Best of Last Week: New kind of physics, cheap N95 respirators, and controlling pain
It was another good week for space science as amateur astronomer Alberto Caballero found possible evidence for a source of the famous "Wow!" signal—a sun-like star in the region of space where the signal originated that could conceivably have an exoplanet capable of hosting intelligent life forms. Also, an international team of researchers using Planck data from the cosmic microwave background radiation, observed a hint of new physics that might suggest dark matter or dark energy is behind a violation of the so-called "parity symmetry." And another international team of researchers (with the Borexino Collaboration) detected neutrinos from the sun, directly revealing for the first time that the carbon-nitrogen-oxygen fusion cycle is at work in our sun.

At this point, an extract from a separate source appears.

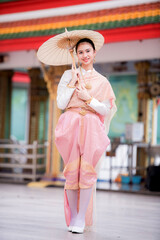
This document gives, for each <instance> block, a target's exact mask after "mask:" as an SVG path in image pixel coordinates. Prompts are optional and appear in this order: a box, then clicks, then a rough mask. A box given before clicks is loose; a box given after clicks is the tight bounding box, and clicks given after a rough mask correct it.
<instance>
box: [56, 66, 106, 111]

In technology news, a team at the University of Michigan looked into using AI as a potential tool to create new architectural designs. And a team at Cerebras Systems designed what it described as "the world's most powerful AI computer system" based on a trillion-transistor chip—besides breaking a chip speed record, the new system, the researchers claim, could open the door for major breakthroughs in scientific computing performance. Also, a team at Johannes Kepler University developed an artificial intelligence technique to help drones find people lost in the woods. And a team at Stanford University invented an ultrafast way to manufacture perovskite solar modules.
In other news, Mahesh Bandi, a physicist with OIST Graduate University in Onna, Okinawa, developed a way to make N95-type respirators using a cotton candy machine and 3-D printer. Also, a team with members affiliated with several institutions in Japan found that bacteria can change the environment and the contents of the intestines, which can, in some ways, impact behaviors such as sleep.
And finally, if you are one of the millions of people around the world suffering from chronic pain, you may want to check out work done by a team led by a group at Kyushu University—they found a new pain control mechanism in the spinal cord that could lead to the development of a new kind of pain killers.